Square Enix sort des jeux à tout-va en ce moment. Déjà omniprésent lors du Nintendo Direct dernier avec les annonces entre autres des retours de Live a Live, Front Mission ou Chrono Cross, et dans le dernier State of Play avec Forspoken, The Diofield Chronicle et Valkyrie Elysium, l’éditeur japonais a encore de nombreux jeux dans sa besace pour les prochains mois, dont celui qui nous intéresse aujourd’hui : Stranger of Paradise Final Fantasy Origin.
Développé par la Team Ninja, auteurs des excellents Nioh, Stranger of Paradise Final Fantasy Origin souhaite nous faire revivre l’histoire du tout premier Final Fantasy dans un contexte plus moderne et à la sauce Souls-like. Tout un programme.
Mais en sortant dans la même fenêtre qu’un Elden Ring ayant déjà fauché médiatiquement Horizon Forbidden West et Gran Turismo 7, pourtant excellents, on se demande comment un jeu aussi mineur en comparaison va pouvoir réussir à exister, et même s’il a les armes pour résister tant bien que mal au raz-de-marée et finalement trouver son public, quel qu’il soit.
(Test de Stranger of Paradise Final Fantasy Origin sur PS5 réalisée à partir d’une copie du jeu fournie par l’éditeur)
Le bon goût des choses simples
Final Fantasy XV débutait son aventure par un message fort : « Un Final Fantasy pour les fans et les nouveaux venus ». Soyons clair, ici, c’est tout l’inverse. Team Ninja a choisi de faire fi de l’ADN de la saga culte de Square Enix pour se la réapproprier et nous proposer autre chose.

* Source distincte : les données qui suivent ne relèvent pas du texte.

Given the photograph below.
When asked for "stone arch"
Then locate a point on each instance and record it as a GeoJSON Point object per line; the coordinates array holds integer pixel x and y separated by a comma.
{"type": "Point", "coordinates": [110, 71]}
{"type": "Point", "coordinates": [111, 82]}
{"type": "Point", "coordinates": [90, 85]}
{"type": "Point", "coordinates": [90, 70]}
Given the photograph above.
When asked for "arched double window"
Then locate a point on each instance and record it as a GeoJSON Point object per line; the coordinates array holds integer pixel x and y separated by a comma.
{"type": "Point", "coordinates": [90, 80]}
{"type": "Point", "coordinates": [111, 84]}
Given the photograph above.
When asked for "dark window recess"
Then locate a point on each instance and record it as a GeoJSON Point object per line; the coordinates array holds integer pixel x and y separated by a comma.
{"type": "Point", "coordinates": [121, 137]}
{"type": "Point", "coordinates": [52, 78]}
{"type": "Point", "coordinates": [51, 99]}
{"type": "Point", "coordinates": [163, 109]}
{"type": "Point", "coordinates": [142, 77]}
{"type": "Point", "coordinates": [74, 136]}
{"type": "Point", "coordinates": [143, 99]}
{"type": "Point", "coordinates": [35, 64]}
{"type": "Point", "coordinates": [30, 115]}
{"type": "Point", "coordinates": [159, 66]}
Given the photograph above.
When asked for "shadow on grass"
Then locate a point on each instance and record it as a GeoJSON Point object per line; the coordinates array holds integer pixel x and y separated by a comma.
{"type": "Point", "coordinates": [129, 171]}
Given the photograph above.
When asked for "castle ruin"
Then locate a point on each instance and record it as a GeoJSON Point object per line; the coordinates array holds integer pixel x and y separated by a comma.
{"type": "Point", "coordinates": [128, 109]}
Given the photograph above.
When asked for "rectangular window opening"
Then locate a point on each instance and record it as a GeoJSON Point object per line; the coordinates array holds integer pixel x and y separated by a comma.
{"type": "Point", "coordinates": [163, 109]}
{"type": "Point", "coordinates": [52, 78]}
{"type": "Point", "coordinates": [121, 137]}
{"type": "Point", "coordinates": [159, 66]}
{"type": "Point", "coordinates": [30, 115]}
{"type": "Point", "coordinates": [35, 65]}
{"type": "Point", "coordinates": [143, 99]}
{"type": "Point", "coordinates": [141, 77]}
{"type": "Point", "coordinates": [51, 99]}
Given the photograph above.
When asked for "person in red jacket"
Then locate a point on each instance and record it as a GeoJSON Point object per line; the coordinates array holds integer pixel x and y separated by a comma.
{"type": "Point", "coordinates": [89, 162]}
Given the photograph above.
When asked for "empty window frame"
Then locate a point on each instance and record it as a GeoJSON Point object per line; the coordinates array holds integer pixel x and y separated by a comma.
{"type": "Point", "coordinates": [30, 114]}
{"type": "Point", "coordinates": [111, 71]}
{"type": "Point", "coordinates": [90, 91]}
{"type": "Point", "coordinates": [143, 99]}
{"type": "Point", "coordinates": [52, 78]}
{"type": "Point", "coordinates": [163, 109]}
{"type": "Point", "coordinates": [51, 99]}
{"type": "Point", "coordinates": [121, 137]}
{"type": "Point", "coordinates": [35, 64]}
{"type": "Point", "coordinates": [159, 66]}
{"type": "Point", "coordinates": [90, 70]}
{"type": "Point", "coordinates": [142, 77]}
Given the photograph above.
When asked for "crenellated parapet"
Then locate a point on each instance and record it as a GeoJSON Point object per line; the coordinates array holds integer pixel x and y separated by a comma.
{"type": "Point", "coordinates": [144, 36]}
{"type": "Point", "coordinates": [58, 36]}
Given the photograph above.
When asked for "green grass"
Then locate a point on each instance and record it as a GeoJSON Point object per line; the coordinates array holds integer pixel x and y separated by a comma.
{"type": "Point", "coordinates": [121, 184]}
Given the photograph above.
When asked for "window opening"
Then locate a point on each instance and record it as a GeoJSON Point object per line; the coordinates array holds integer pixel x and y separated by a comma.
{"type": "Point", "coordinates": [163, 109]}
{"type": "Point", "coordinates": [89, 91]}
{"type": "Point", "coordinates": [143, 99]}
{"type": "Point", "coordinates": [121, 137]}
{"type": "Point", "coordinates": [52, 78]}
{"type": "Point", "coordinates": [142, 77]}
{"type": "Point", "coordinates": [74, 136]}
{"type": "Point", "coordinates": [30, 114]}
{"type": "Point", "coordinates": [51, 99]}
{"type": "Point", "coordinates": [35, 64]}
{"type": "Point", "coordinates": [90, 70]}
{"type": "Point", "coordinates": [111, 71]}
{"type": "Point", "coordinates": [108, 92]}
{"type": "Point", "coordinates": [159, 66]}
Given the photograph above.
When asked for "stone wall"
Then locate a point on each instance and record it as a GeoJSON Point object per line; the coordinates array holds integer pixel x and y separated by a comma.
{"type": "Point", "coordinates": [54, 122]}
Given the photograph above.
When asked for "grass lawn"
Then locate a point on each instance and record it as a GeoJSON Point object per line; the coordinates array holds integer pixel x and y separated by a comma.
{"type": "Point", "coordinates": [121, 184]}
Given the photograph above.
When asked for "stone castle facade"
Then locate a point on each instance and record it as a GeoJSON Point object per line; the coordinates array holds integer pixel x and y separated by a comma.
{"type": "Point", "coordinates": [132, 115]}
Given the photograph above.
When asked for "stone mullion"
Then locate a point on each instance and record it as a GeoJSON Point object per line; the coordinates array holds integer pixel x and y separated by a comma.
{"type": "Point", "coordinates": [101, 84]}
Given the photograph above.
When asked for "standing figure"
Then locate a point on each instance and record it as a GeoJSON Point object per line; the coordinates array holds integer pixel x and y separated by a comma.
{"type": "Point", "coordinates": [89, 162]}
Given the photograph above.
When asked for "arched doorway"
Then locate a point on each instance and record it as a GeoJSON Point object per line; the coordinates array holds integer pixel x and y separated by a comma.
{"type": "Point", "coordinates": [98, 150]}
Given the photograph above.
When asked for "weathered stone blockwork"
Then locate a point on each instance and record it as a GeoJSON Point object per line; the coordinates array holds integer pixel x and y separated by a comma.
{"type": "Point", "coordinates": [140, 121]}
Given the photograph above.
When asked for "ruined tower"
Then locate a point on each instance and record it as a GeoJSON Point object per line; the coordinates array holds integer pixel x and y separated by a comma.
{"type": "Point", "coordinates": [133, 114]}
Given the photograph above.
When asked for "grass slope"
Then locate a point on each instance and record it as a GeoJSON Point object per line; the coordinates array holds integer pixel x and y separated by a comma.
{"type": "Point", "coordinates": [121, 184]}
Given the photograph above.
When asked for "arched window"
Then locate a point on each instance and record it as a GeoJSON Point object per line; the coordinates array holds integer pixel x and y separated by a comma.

Ce n’est pas pour rien d’ailleurs que trois démos ont été proposées. Une tentative presque désespérée de convaincre un maximum de joueurs, cachant au maximum sa filiation avec Final Fantasy, dissimulée dans un sous-titre vaguement visible, afin de minimiser les déceptions des fans et d’être le plus clair possible : l’expérience ne sera pas la même que pour les titres canoniques.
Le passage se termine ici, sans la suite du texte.